« Cassie | A story. » |
Getting used to quietness has taken a little bit of adjustment. Sleepy mornings with the baby snoring until late, me on tiptoes to preserve the calm, midmornings where I am confined to the couch with her, again, snoozing on my belly and letting out a yell whenever I move to reposition myself, and late nights with my arm (again falling numb) hanging awkwardly off the edge of the bed to rock the cradle. I listen to her, for that moment when I think I can take my chances, and I let go, turn to my husband, bury my face in his shoulder, and fall asleep before I can even settle in. I wake up at 4AM with limbs numb and still wearing my glasses. I've found that this little buggie requires a lot of sleep and attention. If I expected caring for a baby would be complicated, I was wrong - there is nothing complicated about it - but where I once considered sleep to be a bit of a waste of time, I now see that *some people* consider it to be completely vital to growth and development. Surprisingly enough to me, I have come to enjoy the odd nap here and there, if for no other reason than the fact that I have no choice; if I move, she wakes unhappy. As difficult as it is for me with my restless leg syndrome/ADD/fidgets issues, it's easier to deal with my body itching and aching to move than it is to hear her wail. And so, I sleep.
On the days I work, I leave a forty-five minute long trail of guilt and motor exhaust behind me until I get onto the unit to take up my assignment and care for the polar opposite of Amelia's place on life's spectrum, the aging and the nearly-dying. I have a mind that can only keep track of a certain number of things at once, which is why my little paper brain I carry with me at work is a thing honed by time and experience, full of information on the complexities of my patients' care. I know what each of their tubes is draining, what medications are dripping into their veins, what is floating around in their blood, the color and makeup of their pee, the electrical currents of each beat of their heart, the sounds of their lungs, and have planned out their day for them on the basis of all of these things and more.
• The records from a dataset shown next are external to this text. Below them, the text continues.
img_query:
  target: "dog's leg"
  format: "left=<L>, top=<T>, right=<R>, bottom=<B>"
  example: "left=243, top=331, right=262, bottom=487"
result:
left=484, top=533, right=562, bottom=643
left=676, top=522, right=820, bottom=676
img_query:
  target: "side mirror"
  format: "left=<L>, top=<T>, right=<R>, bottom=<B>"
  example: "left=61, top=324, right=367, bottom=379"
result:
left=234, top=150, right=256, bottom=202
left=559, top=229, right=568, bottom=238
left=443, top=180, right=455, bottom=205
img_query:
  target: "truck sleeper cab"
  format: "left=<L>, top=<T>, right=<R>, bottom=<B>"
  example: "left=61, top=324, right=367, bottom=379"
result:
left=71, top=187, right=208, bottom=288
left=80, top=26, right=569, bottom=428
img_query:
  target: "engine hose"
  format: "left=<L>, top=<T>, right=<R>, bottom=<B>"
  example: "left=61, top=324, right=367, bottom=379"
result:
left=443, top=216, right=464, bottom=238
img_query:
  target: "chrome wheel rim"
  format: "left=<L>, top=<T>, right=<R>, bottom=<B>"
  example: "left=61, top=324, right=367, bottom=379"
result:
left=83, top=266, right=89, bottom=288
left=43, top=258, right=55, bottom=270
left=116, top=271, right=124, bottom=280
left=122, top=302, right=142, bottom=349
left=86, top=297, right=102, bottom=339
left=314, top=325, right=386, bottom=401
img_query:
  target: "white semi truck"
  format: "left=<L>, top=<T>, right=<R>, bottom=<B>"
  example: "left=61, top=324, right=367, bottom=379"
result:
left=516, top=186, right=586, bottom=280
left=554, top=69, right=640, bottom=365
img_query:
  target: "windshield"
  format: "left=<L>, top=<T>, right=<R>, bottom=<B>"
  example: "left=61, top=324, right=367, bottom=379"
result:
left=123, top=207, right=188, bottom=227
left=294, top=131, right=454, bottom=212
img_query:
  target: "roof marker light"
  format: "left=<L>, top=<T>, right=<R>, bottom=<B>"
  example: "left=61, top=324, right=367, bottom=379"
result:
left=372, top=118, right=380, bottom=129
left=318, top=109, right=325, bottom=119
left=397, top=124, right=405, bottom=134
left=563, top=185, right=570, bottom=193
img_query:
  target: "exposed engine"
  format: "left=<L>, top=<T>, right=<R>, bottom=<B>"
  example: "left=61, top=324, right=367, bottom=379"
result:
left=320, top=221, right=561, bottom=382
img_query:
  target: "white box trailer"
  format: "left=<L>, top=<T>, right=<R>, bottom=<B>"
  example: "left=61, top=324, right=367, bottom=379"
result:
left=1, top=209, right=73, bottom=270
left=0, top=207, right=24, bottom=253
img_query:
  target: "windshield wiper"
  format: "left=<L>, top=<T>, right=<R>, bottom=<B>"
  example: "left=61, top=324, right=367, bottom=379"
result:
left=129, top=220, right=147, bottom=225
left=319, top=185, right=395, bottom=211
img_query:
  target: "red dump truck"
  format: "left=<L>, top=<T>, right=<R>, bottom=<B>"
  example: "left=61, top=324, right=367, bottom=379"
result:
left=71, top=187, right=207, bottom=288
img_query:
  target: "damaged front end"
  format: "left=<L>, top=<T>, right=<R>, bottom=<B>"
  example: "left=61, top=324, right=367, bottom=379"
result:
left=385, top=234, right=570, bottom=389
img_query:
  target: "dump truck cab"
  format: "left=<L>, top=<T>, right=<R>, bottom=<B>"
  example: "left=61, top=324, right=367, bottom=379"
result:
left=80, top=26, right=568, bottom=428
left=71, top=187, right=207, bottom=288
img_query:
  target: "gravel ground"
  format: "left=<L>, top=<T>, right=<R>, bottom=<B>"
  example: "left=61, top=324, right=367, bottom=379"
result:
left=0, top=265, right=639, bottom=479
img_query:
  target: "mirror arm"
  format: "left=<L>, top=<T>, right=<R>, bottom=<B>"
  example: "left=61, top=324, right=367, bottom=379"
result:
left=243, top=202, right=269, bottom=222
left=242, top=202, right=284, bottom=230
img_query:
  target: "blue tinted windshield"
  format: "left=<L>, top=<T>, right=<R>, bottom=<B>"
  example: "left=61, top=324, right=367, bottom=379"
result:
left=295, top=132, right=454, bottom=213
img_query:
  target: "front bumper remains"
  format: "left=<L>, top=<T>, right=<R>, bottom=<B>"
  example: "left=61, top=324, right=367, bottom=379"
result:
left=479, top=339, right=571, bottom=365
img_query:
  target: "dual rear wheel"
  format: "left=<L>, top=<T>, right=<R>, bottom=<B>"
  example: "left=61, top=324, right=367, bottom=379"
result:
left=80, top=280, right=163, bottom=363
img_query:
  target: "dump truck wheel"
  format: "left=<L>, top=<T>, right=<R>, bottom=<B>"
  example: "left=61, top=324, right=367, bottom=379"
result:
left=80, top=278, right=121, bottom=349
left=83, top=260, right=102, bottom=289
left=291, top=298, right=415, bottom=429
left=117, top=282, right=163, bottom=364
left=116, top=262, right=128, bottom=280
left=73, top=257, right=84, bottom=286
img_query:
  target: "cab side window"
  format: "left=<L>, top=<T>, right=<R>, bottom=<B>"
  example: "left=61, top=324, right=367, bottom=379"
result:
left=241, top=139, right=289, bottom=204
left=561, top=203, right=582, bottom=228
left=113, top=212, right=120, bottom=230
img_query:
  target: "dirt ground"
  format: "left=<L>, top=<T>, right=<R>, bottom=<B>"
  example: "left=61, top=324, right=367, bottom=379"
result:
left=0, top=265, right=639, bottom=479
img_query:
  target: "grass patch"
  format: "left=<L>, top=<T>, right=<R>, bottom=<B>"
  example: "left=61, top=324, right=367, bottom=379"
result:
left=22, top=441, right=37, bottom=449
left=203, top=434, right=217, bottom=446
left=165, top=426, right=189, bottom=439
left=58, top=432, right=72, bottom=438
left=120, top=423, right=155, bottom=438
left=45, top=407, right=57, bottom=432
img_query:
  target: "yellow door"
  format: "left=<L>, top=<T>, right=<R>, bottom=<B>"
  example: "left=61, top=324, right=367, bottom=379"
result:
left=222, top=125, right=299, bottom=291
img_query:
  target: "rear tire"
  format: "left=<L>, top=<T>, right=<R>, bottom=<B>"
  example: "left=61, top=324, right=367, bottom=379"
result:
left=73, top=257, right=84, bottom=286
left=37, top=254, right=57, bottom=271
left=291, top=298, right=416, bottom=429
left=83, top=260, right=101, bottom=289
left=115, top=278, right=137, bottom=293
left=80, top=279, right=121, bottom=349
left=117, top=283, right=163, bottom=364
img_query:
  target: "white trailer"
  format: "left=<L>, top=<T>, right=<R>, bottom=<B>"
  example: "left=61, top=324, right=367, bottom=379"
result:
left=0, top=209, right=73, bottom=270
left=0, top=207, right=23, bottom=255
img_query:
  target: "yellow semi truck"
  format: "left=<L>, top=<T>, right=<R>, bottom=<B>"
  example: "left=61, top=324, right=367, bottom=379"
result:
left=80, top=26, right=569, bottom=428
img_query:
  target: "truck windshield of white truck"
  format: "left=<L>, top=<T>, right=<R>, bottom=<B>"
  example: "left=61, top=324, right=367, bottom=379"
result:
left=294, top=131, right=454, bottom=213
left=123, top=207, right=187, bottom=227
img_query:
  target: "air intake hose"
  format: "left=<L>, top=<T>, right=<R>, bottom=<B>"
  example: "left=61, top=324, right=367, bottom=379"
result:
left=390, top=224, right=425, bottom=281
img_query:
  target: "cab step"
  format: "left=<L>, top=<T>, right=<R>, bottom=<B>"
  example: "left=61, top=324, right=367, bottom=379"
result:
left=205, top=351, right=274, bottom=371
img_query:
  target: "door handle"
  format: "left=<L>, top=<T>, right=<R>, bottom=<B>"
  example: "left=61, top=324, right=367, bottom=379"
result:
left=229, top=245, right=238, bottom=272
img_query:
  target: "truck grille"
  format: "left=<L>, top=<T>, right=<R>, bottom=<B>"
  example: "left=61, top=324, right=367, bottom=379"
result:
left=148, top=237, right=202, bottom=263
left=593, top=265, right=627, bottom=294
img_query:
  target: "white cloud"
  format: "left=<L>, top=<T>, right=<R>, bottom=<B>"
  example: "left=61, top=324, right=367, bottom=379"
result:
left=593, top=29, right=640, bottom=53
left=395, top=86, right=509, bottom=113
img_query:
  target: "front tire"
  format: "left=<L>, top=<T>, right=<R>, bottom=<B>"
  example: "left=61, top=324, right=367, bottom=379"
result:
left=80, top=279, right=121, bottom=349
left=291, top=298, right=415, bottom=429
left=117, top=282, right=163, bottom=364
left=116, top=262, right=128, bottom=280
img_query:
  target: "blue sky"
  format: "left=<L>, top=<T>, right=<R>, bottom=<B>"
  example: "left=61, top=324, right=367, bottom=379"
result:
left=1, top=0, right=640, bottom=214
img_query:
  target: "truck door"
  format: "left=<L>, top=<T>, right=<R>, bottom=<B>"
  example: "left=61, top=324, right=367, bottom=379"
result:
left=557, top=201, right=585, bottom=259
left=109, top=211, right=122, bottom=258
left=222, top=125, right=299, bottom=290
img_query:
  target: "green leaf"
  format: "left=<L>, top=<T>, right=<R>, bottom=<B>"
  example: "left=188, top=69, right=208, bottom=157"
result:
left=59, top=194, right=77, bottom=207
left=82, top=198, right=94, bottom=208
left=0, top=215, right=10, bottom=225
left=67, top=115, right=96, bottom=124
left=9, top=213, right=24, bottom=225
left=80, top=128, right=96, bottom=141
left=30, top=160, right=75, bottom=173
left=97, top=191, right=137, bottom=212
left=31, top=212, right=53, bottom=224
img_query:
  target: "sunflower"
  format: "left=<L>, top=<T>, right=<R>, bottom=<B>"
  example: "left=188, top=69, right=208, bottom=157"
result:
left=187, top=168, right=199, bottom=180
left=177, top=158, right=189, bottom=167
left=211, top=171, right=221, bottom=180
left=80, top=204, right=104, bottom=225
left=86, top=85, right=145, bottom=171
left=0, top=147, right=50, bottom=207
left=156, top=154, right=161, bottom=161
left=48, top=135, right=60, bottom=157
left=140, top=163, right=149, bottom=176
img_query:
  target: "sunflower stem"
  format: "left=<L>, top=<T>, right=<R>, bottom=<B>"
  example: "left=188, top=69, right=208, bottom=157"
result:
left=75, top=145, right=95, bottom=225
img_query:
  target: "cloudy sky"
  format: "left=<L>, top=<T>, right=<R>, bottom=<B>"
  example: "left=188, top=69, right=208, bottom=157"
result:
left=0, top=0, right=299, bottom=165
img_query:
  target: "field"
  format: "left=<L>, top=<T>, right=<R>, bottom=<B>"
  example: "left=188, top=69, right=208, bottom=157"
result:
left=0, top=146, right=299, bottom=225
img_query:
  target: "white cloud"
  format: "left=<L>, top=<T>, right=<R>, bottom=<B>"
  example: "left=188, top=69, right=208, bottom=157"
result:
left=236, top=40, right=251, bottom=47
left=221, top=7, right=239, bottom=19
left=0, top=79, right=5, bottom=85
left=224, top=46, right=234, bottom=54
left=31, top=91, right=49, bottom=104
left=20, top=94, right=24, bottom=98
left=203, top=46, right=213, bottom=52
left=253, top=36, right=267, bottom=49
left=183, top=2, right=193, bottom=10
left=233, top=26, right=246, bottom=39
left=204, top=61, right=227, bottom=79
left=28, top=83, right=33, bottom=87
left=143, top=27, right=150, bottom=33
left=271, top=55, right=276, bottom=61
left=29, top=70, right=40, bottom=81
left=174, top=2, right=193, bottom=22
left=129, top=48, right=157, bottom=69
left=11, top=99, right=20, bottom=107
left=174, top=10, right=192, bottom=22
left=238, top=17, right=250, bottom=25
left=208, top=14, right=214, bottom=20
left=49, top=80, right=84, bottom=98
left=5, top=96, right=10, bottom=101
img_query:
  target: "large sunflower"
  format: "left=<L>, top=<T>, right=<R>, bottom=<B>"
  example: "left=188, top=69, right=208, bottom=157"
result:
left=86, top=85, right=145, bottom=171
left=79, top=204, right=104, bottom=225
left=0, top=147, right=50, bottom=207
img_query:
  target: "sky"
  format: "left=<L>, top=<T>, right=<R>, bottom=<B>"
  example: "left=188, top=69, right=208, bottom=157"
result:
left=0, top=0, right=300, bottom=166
They are complicated, these people, they fill up my brain with very real worries about their health, their emotions. I put my heart and soul into helping them limp slowly towards an acceptable level of health. I encourage them, sometimes with tears of my own, and watch as sometimes all that I do is not enough to fix their needs. I find it happy, fulfilling, exhausting, sad. Bodies begin to shut down and it may take a hundred things, done in perfect order with perfect precision, ordered by a perfectly brilliant mind, and with interventions and medications working in exactly the manner that they are meant to work. But I am imperfect, not brilliant.
I come home to find this baby, ten weeks out in the sunshine and full up of milk and poop and goofy smiles (when she is not in a mood), who is perfectly, gloriously simple in her own little complicated way. As fast as the old are shutting down, her cells are busily weaving this matrix of a little person. I can't help but rejoice in her simplicity. That she is here with so little effort on my part. That she is a little person. I am renewed.